The invention discloses a MySQL big table association query system and a MySQL big table association query method, which comprise Canal, MQ, a data processing module and an elastic search, wherein Mysql records data update in real time by using binlog, the real-time data of the binlog analyzed by Canal is synchronized into MQ, the data processing module monitors MQ messages and processes the data to be synchronized into ES in real time, the ES is used for screening and querying the data, and the acquired data id set is further transmitted to MySQL to query a corresponding table to acquire detailed information to be assembled and returned to a client; the system synchronizes data change in real time through the Binlog of MySQL, avoids intrusion operation on service codes and a database, improves the expansibility of the system by introducing MQ in a loose coupling mode, uses ES for searching, solves the performance problem of MySQL related query, and improves user experience.

Description

MySQL large table association query system and method
Technical Field
The invention relates to the field of computer data processing, in particular to a MySQL big table association query system and a MySQL big table association query method.
Background
General system development requires data to be stored in a database. Commonly used databases are classified as Relational databases (Relational database) such as MySQL, oracle, SQLServer, etc., or non-Relational databases (Not Only SQL) such as MongoDB, HBase, dynamo, etc. Relational databases are widely used because of their row and column storage, which is easy to understand and good support for transactions ensures data consistency. More and more businesses under the present stream of internet use MySQL as the preferred database for open source and free reasons.
The elastic search (hereinafter referred to as ES) is a highly extended, open-source full-text retrieval and analysis engine, which can quickly store and search massive data in near-real time.
Query exposure of data in a database is an operation that is not normal, and this often involves the associated query exposure among a plurality of tables. The relational database consumes a long time when a plurality of tables are subjected to correlation query, and particularly, the correlation of the tables with large data volume can cause the exhaustion of the physical machine resources of the database, thereby causing the unavailability of an upper application system.
The existing solutions are:
1) The read-write separation is carried out, the fields to be inquired form a new wide table and are put into a read database, but the scheme relates to code reconstruction and data migration, the reconstruction cost is high, and the new inquiry conditions need to be changed. Relational databases also have performance bottlenecks for storage and querying of large data volumes. Under the condition that the database and the table of the service library are divided, the difficulty of realizing the scheme is further increased.
2) And performing data increment synchronization into the ES by using a third-party data synchronization tool. The scheme can cause data to have certain delay, and cannot meet the query with higher data real-time requirement.

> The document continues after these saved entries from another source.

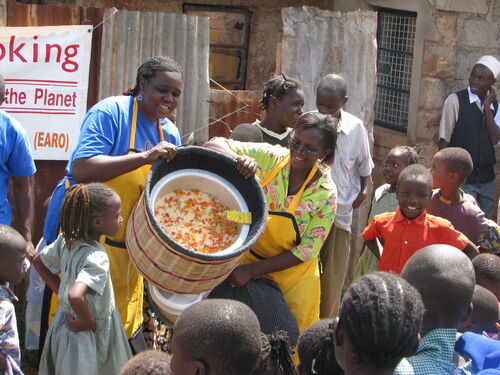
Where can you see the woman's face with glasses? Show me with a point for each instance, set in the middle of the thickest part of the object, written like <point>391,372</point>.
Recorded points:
<point>306,148</point>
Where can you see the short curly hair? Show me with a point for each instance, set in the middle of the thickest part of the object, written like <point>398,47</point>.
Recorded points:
<point>276,87</point>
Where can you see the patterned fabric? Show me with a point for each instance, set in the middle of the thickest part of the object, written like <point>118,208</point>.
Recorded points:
<point>352,161</point>
<point>489,240</point>
<point>434,355</point>
<point>316,209</point>
<point>9,338</point>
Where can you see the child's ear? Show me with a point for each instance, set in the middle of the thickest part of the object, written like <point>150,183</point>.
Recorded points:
<point>411,351</point>
<point>201,368</point>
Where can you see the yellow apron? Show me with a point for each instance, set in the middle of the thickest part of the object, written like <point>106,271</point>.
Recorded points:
<point>127,283</point>
<point>300,284</point>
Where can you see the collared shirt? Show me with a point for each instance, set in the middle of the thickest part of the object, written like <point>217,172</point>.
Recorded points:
<point>434,355</point>
<point>404,237</point>
<point>9,338</point>
<point>316,210</point>
<point>449,116</point>
<point>274,138</point>
<point>352,161</point>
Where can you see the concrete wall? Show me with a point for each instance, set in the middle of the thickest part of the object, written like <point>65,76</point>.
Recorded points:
<point>265,28</point>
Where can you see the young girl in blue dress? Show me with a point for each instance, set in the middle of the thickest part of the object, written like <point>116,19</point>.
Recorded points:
<point>86,335</point>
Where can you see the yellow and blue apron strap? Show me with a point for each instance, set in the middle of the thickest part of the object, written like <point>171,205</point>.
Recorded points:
<point>273,172</point>
<point>296,198</point>
<point>160,131</point>
<point>131,145</point>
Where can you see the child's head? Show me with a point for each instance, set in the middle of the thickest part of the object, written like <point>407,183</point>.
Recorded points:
<point>89,211</point>
<point>331,94</point>
<point>398,159</point>
<point>216,337</point>
<point>13,254</point>
<point>487,269</point>
<point>247,133</point>
<point>450,168</point>
<point>413,190</point>
<point>444,276</point>
<point>149,362</point>
<point>283,98</point>
<point>379,323</point>
<point>316,351</point>
<point>276,356</point>
<point>484,314</point>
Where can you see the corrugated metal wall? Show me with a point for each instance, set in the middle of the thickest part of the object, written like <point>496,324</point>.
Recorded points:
<point>231,108</point>
<point>323,42</point>
<point>130,38</point>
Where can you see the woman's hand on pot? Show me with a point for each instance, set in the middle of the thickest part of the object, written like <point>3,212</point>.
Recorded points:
<point>246,165</point>
<point>241,275</point>
<point>163,150</point>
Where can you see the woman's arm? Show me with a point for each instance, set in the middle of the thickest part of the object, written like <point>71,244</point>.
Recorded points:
<point>78,302</point>
<point>246,165</point>
<point>246,272</point>
<point>53,281</point>
<point>103,167</point>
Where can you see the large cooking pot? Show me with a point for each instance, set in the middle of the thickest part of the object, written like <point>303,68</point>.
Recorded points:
<point>164,262</point>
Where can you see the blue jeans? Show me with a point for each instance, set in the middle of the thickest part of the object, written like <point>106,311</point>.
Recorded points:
<point>485,195</point>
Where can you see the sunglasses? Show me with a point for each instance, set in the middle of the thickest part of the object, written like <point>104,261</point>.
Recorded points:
<point>307,152</point>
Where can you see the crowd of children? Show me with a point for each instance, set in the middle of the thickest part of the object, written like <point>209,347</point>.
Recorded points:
<point>425,299</point>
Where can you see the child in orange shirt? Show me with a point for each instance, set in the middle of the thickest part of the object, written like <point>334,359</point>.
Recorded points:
<point>410,228</point>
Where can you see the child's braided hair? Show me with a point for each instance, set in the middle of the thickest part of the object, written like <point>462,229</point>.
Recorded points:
<point>382,315</point>
<point>81,203</point>
<point>276,87</point>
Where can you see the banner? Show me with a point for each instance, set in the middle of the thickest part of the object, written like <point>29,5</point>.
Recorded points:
<point>46,71</point>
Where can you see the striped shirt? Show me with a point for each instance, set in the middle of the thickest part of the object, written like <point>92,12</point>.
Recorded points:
<point>434,355</point>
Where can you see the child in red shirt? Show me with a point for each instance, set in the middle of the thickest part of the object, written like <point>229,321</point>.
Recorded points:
<point>410,228</point>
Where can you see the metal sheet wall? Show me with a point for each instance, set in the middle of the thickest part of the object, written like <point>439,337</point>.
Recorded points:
<point>231,108</point>
<point>130,38</point>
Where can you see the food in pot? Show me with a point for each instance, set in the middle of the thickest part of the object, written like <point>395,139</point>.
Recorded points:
<point>196,221</point>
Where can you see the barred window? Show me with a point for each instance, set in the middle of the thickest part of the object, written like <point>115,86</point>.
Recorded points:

Therefore, how to achieve multi-table association query that is non-intrusive to the original service code and can meet the performance requirement is a technical problem to be solved by technicians at present.
Disclosure of Invention
The invention aims to solve the technical problem of a MySQL big table association query system and a MySQL big table association query method.
The invention is realized by the following technical scheme: a MySQL big table association query system comprises a Canal, an MQ, a data processing module and an ES, wherein real-time data of Canal analysis binlog are synchronized into the MQ, the data processing module monitors MQ messages and processes the data to be synchronized into the ES in real time, the ES is used for screening and querying the data, and according to an acquired data id set, the table corresponding to the query in MySQL is queried to acquire detailed information, and the detailed information is assembled and returned to a client.
As a preferred technical scheme, the method comprises the steps that an interactive protocol of MySQL slave is simulated by the Canal, the Canal is disguised as a MySQL slave and sends a dump protocol to the MySQL, the MySQL pushes binlog to the Canal after receiving a dump request, the Canal receives a binlog change event and then is packaged into an internal event object which is divided into three types of adding INSERT, modifying UPDATE and deleting DELETE, and the internal event object is sent to a message queue MQ.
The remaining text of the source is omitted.